Thirteen people, including the attacker, were killed in what remains the deadliest terrorist attack in postwar Germany, when a homemade bomb was left in a garbage can near the entrance of the crowded festival. The blast left 213 people injured, and many of them had to have limbs amputated.
Speaking at the Saturday commemoration in Munich, Steinmeier said that in 1980, Germany had been united in its wish that such a tragedy should never be repeated.
"It was a wish that was not to be fulfilled," the president added.
Steinmeier pointed to murders carried out between 2000 and 2006 by the National Socialist Underground (NSU) and the deadly shootings in Halle and Hanauin recent months.
There have also been death threats sent by a group calling itself NSU 2.0, as well as "enemy lists" and weapons caches found among far-right prepper groups, who have been arming themselves to confront doomsday scenarios.
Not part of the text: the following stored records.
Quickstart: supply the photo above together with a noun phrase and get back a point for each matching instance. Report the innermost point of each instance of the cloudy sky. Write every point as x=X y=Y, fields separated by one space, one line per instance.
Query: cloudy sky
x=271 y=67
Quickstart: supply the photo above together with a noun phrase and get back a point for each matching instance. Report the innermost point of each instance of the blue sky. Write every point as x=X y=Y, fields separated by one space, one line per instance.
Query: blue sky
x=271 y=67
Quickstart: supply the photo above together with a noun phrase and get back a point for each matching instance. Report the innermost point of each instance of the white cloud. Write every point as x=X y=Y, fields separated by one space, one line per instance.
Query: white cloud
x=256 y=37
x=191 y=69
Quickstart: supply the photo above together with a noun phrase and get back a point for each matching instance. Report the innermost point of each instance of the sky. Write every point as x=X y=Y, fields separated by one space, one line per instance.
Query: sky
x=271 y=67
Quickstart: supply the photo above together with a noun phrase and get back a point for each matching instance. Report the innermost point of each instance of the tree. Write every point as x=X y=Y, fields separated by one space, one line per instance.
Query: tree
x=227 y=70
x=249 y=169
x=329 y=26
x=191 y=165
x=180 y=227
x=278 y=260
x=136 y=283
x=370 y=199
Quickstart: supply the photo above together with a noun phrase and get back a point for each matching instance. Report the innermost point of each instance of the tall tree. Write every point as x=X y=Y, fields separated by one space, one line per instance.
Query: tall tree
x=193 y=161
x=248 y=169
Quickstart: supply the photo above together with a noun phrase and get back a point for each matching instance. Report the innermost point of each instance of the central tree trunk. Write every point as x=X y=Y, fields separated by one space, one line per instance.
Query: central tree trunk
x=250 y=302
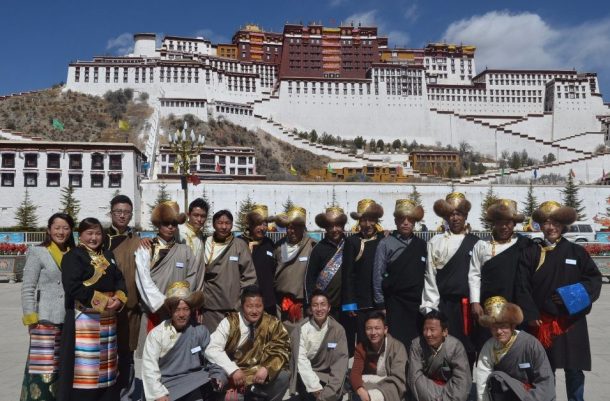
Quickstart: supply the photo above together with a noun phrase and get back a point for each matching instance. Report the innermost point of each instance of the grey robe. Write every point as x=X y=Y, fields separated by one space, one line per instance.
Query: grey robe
x=525 y=362
x=329 y=363
x=450 y=364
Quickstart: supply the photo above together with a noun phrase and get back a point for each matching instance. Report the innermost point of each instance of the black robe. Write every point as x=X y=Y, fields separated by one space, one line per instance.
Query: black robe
x=403 y=284
x=566 y=264
x=265 y=265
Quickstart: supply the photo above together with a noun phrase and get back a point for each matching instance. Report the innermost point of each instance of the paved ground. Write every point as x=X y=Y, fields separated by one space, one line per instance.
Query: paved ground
x=14 y=342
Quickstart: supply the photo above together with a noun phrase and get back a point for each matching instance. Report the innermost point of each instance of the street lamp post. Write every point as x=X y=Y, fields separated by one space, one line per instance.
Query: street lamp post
x=186 y=147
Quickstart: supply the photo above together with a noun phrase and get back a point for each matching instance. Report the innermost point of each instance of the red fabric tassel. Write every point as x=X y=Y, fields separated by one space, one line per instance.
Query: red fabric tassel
x=466 y=316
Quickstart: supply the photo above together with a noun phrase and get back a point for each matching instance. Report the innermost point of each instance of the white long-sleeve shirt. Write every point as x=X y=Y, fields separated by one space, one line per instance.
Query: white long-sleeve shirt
x=310 y=341
x=159 y=341
x=481 y=253
x=215 y=352
x=441 y=249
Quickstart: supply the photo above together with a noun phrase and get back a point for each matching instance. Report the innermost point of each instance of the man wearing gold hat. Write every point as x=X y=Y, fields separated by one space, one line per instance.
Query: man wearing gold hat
x=494 y=263
x=358 y=262
x=512 y=364
x=558 y=284
x=398 y=274
x=261 y=248
x=324 y=267
x=292 y=254
x=173 y=364
x=446 y=278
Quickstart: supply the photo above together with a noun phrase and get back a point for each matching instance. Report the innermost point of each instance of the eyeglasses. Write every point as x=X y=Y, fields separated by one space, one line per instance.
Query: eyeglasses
x=121 y=213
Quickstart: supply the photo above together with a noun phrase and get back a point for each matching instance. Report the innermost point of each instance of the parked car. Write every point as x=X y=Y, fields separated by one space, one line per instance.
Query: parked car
x=580 y=232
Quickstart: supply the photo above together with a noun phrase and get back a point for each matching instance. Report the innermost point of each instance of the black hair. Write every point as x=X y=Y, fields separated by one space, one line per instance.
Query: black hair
x=68 y=219
x=376 y=315
x=250 y=291
x=438 y=315
x=200 y=203
x=120 y=199
x=220 y=213
x=88 y=223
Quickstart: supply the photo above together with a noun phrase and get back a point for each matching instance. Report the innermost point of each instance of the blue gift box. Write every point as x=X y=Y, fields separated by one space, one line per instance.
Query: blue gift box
x=574 y=297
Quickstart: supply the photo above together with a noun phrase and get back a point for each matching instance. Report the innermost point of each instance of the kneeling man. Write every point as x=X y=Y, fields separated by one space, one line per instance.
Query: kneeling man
x=378 y=372
x=252 y=347
x=438 y=364
x=173 y=366
x=319 y=354
x=513 y=365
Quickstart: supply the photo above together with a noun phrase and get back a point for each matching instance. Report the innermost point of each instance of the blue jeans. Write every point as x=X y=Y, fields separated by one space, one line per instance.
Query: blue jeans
x=575 y=384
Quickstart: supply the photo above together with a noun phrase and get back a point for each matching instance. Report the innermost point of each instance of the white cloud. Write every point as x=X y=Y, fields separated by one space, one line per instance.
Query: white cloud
x=212 y=36
x=121 y=45
x=524 y=40
x=371 y=18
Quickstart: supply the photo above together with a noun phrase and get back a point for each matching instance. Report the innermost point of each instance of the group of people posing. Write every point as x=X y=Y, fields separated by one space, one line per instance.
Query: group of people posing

Recently, far-right WhatsApp groups were uncovered among members of the police in North Rhine-Westphalia.
"Are far-right networks not taken seriously enough by criminal investigators?" Steinmeier asked, before adding there could only be two answers: Either the recognition of networks among violent extremists came too late, or they were "deliberately ignored."
The president also drew parallels with recent police failures and the investigation in 1980, which, he said, still left "many questions unanswered."
The original investigation concluded that there was no political motivation, and though connections between the attacker and the neo-Nazi organization the Wehrsportgruppe Hoffmann were known, no conclusive proof could be found that he had been supported.
The investigation was reopened by federal prosecutors in 2014 after new witness testimonies came to light saying that the attacker had been seen in conversation with other men half an hour before the explosion.
Though investigators finally concluded this year that the bombing had been act of far-right terrorism, no further suspects were found.
"Non-resolution, when a resolution could and should have been possible, is inexcusable and a failure that affects the trust in the investigative authorities and the judiciary," Steinmeier said.
The president also welcomed a decision made in July to create an additional compensation fund of €1.2 million ($1.4 million) for victims and their families.